This results in a maximum of 10 million states to explore. The backtracking function can avoid having to recurse if it reaches a state that has already been visited. I would expect this change to make your solution considerably faster.

Low level improvement

Representing the state by a 20bit mask and the last colour also makes the state a lot quicker to update and restore as only 2 numbers need to be changed instead of memcpy of the whole board.

Answer 2

If you think of the 4x5 board as "19 squares you can click on", that suggests there are 19! or 121,645,100,408,832,000 combinations to check. However, there are a number of optimisations that can drastically reduce the number of combinations to only a few dozen:

observations about the game strategy

• Clicking on different squares with the same colour has the same effect. So the board should be seen as "9 colours (or less) you can click on".
• Adjacent squares with the same colour should be seen as groups; they always act together. In the example below, the three white squares at the bottom right form such a group.
• It only makes sense to click on a colour that is adjacent to the corner group. In step one of the example below, only clicking on a pink, green, orange or white square makes sense.
• When several uniquely-coloured groups (where only one group has a certain colour) are adjacent to the corner group, the order in which they are clicked is unimportant. In the example below, after 5 and 3 have been clicked, any order of clicking 4, 7, 8 and 9 will have the same result.
• When all groups of a certain colour are adjacent to the corner group, they can be seen as uniquely-coloured groups; exactly one click per colour is needed to connect them. In the example below, after clicking 5 and 3, the two pink squares and the two green squares become two uniquely-coloured groups
• When the board has only uniquely-coloured groups, the number of necessary clicks equals the number of unconnected groups. In the example below, after clicking 5 and 3, exactly eight more clicks are necessary.
• If there is exactly one unconnected group that has the same colour as the corner group, and they are separated by more than one other group, the group can be seen as a uniquely-coloured group.
• Reducing the number of clicks means connecting several groups at once. This can be done when several same-coloured groups are adjacent to the corner group (as when clicking 1 or 2 in step 3 of the example below), or by clicking a group which separates the corner group from a group with the same colour (as happens in steps 1 and 2 in the example).

Algorithm based on optimal strategy

A recursive algorithm based on an optimal strategy using the rules listed above, goes through these steps for every recursion:

1. If only uniquely-coloured groups are left, the number of clicks equals the number of unconnected groups; return this number.
2. If a group with the same colour as the corner-group is separated from it by only one other group, click this other group and recurse. If several options exist, try all of them.
3. If one or more uniquely-coloured groups (or all groups of certain colours) are adjacent to the corner group, click them all in any order.
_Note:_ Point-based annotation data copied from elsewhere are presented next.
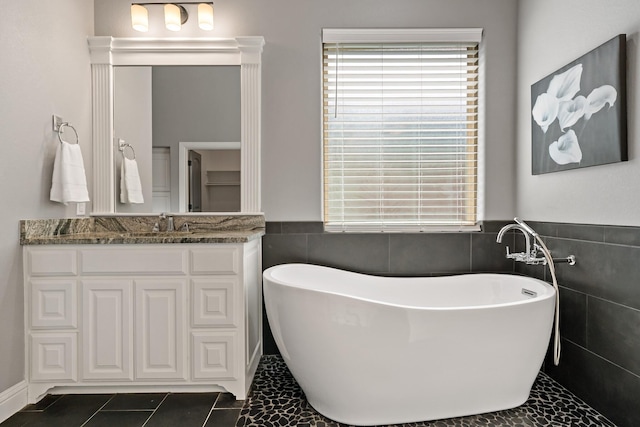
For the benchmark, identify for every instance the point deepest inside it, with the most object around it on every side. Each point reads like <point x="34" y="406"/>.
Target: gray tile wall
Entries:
<point x="600" y="296"/>
<point x="398" y="254"/>
<point x="599" y="315"/>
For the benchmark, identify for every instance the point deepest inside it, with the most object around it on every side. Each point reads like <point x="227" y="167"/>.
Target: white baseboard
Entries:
<point x="12" y="400"/>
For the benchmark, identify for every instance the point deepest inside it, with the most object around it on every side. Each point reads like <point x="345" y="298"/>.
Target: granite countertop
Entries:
<point x="137" y="230"/>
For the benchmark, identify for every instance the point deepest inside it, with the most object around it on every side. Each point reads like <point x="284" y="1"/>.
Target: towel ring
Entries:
<point x="61" y="131"/>
<point x="124" y="146"/>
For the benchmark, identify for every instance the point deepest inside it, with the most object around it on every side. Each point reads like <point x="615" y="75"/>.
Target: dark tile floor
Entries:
<point x="276" y="400"/>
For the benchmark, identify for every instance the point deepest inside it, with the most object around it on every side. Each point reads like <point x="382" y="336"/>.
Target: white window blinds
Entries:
<point x="400" y="133"/>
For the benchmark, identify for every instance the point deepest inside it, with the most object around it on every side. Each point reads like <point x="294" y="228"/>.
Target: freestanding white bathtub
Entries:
<point x="380" y="350"/>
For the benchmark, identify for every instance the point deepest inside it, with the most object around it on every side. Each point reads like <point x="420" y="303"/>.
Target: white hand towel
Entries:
<point x="130" y="186"/>
<point x="69" y="182"/>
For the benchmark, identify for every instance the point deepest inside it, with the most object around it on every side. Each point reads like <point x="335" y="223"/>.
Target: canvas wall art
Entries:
<point x="579" y="113"/>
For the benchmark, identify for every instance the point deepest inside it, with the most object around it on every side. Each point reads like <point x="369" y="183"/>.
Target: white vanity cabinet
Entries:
<point x="143" y="317"/>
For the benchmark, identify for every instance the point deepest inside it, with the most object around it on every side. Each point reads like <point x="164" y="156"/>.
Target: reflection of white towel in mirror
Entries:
<point x="69" y="183"/>
<point x="130" y="186"/>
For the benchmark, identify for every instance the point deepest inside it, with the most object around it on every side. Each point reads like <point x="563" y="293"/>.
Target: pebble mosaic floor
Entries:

Then re-evaluate the board from step 1.
4. Try clicking every colour adjacent to the corner group and recurse.

A Javascript implementation of a brute-force algorithm needed tens of millions of recursions for example 1 and 3 in the question, with an execution time far above the 8 second limit. After implementing the optimisations described above, example 1 was solved with just 38 recursions, and an execution time of a few milliseconds. Examples 2 and 3 were even quicker.